として扱った訳です。御陵はこんもりと繁った森に覆われ、その前は傾斜地を切り拓い
た畑となっています。
 草壁皇子が亡くなった持統三年(689)、皇子に仕えた舎人等がこの辺りに集まって嘆
き悲しみました。「皇子を葬った佐太の岡に群がって、泣く涙はかわくときがない」。
これは舎人等の作った二十三首のうちの一つです。「朝日照る」は実景でもあり宮誉め
の類型句でした。皇子を慕って止まない舎人等は、柿本人麿の指導を受けて、それぞれ
に悲しみの気持ちを詠ったのでしょうか。
 
 草壁皇子の一生も短かったが、可成り波乱に富んだものでした。天武天皇と盧(盧偏
+鳥)野皇后との間に生まれ、年齢、血筋から云って天武帝の後継者の第一候補でした。
その好敵手であったのが大津皇子です。

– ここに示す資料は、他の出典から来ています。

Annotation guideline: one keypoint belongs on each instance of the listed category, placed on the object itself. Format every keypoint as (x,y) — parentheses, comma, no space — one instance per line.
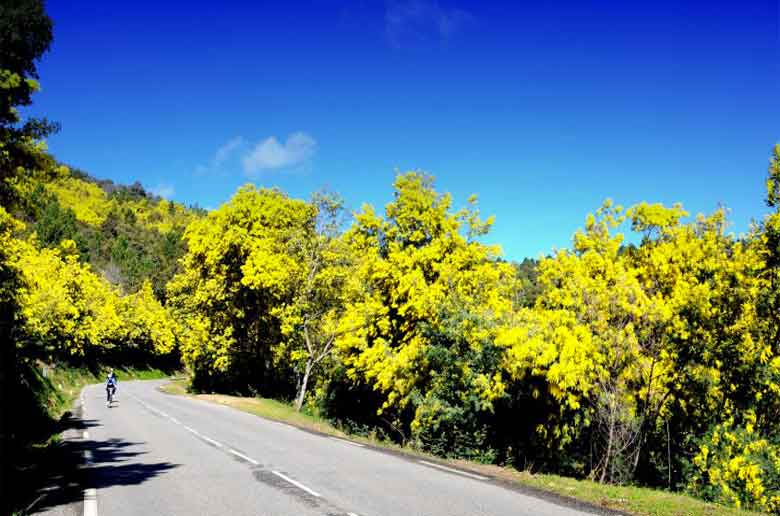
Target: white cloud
(409,22)
(271,154)
(223,154)
(164,190)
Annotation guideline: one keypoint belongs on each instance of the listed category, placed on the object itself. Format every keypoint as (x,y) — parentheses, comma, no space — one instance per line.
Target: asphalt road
(155,453)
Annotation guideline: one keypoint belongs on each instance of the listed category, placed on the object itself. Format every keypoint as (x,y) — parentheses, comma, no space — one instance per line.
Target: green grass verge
(37,458)
(67,382)
(633,500)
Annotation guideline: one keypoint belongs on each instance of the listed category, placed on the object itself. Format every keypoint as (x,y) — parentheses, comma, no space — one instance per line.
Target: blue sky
(541,108)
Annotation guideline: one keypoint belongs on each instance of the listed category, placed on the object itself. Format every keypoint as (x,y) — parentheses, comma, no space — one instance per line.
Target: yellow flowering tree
(236,278)
(423,274)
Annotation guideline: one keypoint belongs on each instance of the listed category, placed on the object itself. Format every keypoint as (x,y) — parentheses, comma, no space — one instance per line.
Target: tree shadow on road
(65,473)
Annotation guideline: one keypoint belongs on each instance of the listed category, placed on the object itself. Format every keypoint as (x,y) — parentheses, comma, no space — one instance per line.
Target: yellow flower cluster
(736,466)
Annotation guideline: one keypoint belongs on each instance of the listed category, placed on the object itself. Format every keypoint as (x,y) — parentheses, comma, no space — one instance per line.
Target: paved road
(154,453)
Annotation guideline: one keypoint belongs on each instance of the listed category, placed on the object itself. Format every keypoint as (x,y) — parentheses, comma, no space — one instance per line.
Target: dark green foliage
(25,35)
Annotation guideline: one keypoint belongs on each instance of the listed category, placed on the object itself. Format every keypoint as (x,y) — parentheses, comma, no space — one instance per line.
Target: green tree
(25,35)
(418,258)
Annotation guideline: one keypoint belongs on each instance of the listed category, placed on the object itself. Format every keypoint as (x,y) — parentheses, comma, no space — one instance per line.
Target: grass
(639,501)
(41,411)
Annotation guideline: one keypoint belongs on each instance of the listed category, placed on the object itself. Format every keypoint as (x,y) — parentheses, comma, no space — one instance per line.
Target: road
(156,453)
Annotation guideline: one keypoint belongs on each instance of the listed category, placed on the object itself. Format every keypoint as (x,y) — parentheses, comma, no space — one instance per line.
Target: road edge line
(296,483)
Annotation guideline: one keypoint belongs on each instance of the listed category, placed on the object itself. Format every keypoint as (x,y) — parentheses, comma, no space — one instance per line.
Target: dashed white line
(296,484)
(348,442)
(212,441)
(90,502)
(241,455)
(452,470)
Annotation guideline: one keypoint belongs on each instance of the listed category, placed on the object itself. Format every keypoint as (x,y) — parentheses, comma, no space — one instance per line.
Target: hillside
(124,232)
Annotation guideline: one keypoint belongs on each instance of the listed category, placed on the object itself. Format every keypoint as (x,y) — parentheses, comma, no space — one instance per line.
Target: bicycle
(110,392)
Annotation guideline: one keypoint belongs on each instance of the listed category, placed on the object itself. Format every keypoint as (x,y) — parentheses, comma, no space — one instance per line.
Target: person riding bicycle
(111,383)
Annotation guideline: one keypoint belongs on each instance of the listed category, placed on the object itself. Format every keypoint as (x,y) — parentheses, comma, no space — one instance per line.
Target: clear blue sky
(541,108)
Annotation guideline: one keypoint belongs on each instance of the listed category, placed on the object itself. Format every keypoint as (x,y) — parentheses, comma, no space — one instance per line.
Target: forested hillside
(656,363)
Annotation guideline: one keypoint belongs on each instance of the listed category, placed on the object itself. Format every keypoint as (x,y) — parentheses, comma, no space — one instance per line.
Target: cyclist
(111,383)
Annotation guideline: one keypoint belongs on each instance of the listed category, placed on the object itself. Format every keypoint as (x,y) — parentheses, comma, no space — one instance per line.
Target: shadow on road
(65,474)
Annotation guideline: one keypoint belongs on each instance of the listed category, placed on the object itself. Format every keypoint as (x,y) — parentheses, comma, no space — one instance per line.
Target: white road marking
(349,442)
(296,484)
(212,441)
(241,455)
(90,502)
(452,470)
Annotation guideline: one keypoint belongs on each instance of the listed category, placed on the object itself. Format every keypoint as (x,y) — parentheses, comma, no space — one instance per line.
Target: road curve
(154,453)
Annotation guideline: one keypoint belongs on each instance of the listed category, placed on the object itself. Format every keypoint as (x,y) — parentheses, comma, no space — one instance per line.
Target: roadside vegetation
(647,354)
(629,499)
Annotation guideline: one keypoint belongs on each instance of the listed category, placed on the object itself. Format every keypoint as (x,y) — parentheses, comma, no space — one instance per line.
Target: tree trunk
(607,460)
(302,391)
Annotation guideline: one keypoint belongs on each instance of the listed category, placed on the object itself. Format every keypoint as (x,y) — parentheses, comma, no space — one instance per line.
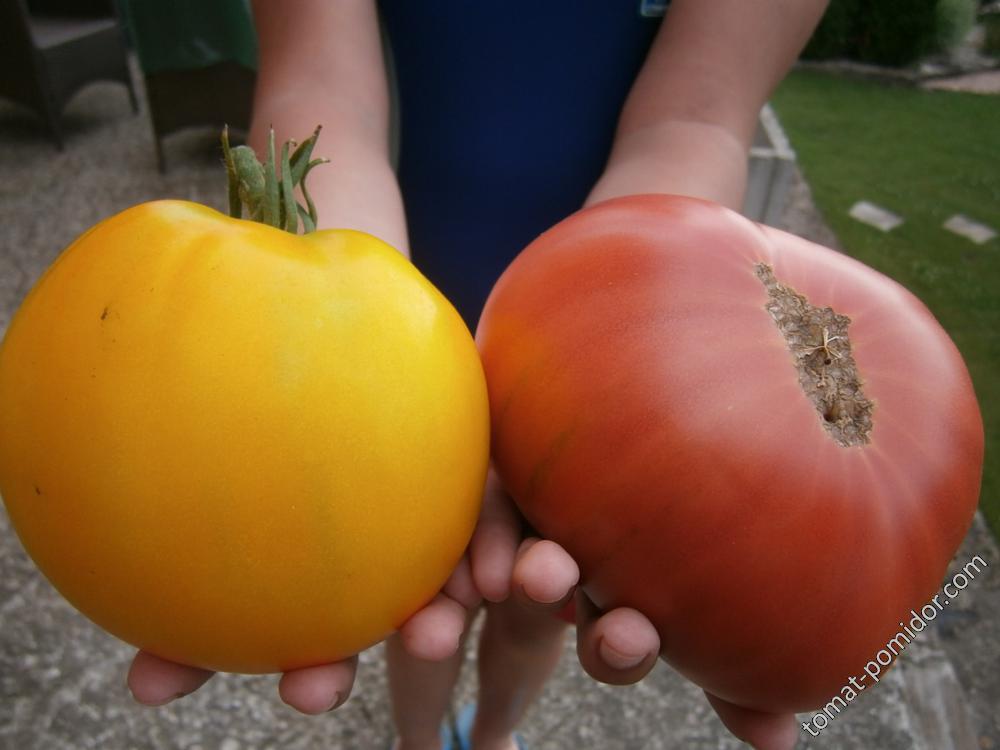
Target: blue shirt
(508,111)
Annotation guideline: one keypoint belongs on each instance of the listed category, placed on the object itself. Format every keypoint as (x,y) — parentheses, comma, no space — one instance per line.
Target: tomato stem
(267,194)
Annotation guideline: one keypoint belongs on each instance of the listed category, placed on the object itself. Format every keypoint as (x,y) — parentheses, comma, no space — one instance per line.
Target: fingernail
(619,659)
(168,699)
(541,599)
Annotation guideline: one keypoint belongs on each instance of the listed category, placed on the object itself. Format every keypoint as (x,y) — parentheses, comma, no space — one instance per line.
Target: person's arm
(321,62)
(686,128)
(690,117)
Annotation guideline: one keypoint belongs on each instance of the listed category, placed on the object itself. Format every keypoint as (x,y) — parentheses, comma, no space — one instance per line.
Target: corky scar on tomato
(821,348)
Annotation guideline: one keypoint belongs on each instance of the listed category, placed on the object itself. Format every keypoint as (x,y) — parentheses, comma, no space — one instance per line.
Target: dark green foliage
(884,32)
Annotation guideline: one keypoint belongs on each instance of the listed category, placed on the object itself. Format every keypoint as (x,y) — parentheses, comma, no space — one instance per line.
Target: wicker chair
(48,51)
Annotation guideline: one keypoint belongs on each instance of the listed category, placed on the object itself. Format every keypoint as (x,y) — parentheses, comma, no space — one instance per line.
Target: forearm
(682,157)
(356,190)
(690,117)
(321,64)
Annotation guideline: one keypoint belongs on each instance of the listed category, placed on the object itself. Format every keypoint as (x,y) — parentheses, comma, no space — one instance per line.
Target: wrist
(696,159)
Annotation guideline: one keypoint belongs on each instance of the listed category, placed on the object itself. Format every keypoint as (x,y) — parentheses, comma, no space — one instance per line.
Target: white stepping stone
(876,216)
(972,230)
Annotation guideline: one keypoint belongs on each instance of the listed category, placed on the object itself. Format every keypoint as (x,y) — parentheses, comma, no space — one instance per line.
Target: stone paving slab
(62,679)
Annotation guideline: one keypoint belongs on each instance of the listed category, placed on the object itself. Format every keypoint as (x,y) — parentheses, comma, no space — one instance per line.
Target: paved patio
(62,680)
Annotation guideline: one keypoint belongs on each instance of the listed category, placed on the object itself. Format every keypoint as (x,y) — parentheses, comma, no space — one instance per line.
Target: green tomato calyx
(267,194)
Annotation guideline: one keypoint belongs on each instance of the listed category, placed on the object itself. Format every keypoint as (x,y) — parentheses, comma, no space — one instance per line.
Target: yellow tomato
(236,447)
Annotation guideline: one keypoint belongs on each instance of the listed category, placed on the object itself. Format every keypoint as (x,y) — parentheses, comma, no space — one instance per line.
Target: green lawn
(924,155)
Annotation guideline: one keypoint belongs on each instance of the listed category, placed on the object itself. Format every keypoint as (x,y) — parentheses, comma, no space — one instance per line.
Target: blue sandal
(463,729)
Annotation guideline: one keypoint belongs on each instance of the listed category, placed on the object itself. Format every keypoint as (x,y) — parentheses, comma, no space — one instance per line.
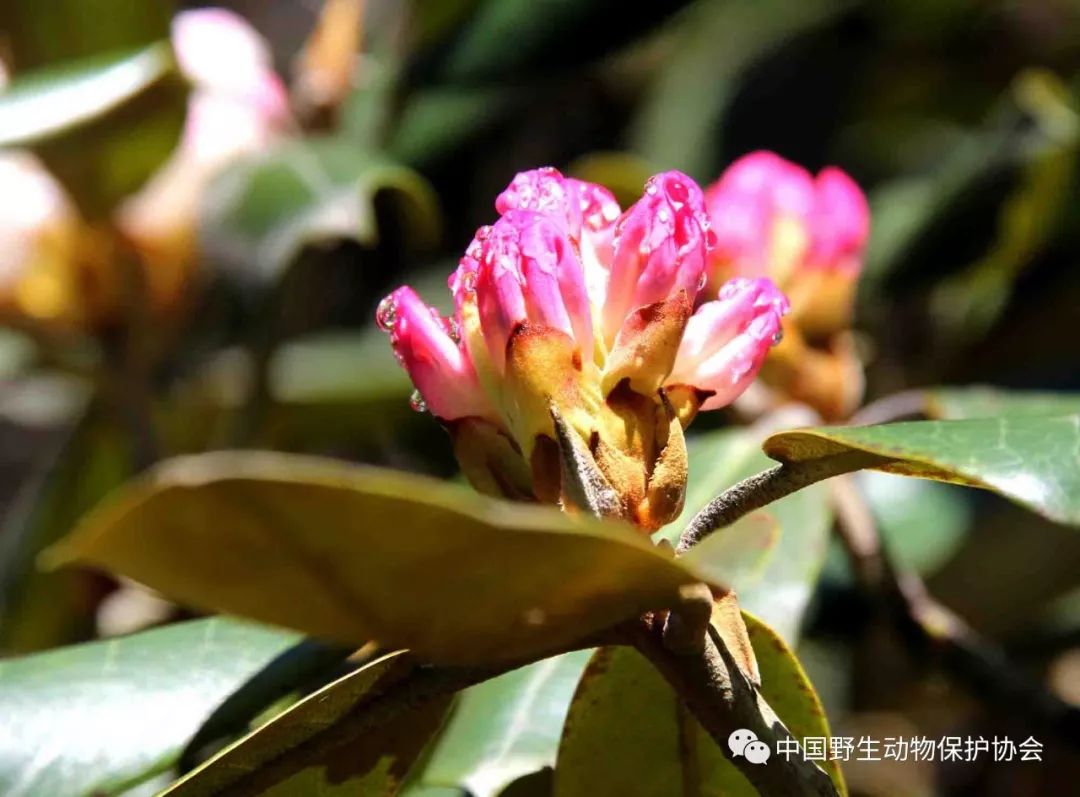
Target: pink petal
(526,269)
(727,339)
(840,225)
(437,365)
(661,244)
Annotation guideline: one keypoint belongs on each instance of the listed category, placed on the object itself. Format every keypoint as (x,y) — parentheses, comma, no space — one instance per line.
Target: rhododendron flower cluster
(238,107)
(808,233)
(569,308)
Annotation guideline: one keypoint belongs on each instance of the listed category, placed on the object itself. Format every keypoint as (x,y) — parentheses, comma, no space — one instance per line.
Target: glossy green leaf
(628,732)
(437,121)
(921,523)
(40,34)
(89,458)
(508,38)
(773,570)
(505,728)
(261,213)
(313,746)
(375,554)
(102,125)
(98,718)
(986,402)
(1028,459)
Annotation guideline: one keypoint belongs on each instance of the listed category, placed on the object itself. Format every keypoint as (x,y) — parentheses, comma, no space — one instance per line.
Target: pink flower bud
(840,221)
(239,102)
(423,342)
(589,210)
(524,268)
(563,313)
(727,339)
(660,247)
(771,217)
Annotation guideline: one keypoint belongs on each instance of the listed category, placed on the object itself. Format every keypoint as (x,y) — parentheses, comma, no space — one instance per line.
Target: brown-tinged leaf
(1029,459)
(628,733)
(316,746)
(374,554)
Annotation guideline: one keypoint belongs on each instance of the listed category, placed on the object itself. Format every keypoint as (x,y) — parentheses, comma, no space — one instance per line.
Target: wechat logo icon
(744,742)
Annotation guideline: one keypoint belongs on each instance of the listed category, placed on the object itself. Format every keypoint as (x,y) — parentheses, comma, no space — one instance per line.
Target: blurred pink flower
(772,218)
(238,107)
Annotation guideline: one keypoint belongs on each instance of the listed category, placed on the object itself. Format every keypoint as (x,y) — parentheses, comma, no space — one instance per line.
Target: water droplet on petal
(677,192)
(386,314)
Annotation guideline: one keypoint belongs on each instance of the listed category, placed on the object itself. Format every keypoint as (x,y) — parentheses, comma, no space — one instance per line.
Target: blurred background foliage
(250,323)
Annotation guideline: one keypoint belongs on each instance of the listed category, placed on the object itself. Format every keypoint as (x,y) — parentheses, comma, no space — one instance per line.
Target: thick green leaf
(375,554)
(98,718)
(505,728)
(261,213)
(437,121)
(89,459)
(320,399)
(102,125)
(1028,459)
(986,402)
(39,34)
(628,732)
(921,523)
(509,38)
(311,747)
(773,570)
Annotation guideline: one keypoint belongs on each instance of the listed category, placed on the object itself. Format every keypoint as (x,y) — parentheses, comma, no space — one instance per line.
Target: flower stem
(766,487)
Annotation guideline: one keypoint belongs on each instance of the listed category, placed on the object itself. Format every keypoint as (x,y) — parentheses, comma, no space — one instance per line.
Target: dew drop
(386,314)
(677,192)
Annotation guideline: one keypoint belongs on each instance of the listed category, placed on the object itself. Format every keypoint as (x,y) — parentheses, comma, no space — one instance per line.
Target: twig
(764,488)
(724,700)
(971,659)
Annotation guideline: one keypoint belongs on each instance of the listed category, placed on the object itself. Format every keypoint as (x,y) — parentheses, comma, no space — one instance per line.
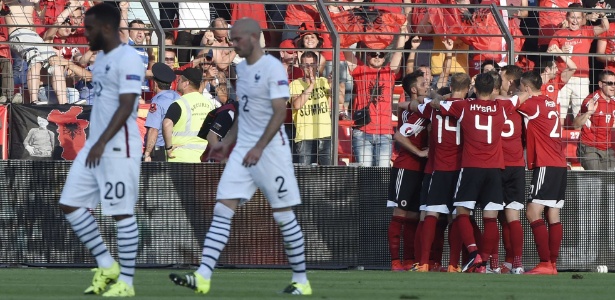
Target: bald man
(261,159)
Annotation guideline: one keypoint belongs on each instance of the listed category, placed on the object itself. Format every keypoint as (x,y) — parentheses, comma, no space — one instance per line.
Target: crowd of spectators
(381,41)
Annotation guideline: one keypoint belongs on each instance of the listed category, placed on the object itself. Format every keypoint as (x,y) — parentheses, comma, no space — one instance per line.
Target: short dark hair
(513,73)
(484,84)
(135,21)
(460,81)
(489,62)
(409,81)
(532,79)
(163,85)
(605,73)
(105,14)
(310,54)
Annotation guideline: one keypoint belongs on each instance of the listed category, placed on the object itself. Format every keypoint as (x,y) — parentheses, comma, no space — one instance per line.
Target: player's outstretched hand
(93,159)
(252,157)
(219,152)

二人が互いにそれを意識して、張り合っていた
かどうかは分かりません。寧ろわが子を思う勝ち気の母盧(盧偏+鳥)野皇后の意識の
方が強烈であったでしょう。
 この二人は皇位とは別のことで張り合ったことがありました。石川郎女イラツメと云う女
を巡ってです。いわば恋敵の二人が共に石川郎女に贈った歌が『万葉集』に残っていま
す。この恋の勝負は大津皇子に軍配が上がったらしい。草壁皇子とても血統と云い、才
能と云い、一角ヒトカド以上の人物であったでしょうが、文武に亘る豊かな才能の持ち主大
津皇子では、相手が悪かったようです。
 恋の鞘当てをしている間はよかったが、天武天皇の病気 − 崩御に連れて事態は急激
に悪化、大津皇子は謀反の罪で死刑に処せられてしまいました。
 
 しかし皮肉にも草壁皇子は、即位せぬまま二十八歳の若さで急死してしまいました。
草壁皇子もまた違った意味での悲劇の皇子であったに違いありません。
 
 あかねさす 日は照らせれど ぬば玉の
 夜渡る月の 隠らく惜しも
                                巻二 − 一六九
 柿本人麿が、皇子の仮埋葬のときに詠んだ歌です。
 皇子に仕えた数多い舎人にしても、晴れの舞台を間近の控えての皇子の死は、一層痛
ましかったことでしょう。静まり返った御陵を丘の下から振り返って見ますと、何とな
く丘全体が内に秘めた物悲しさを感じさせています。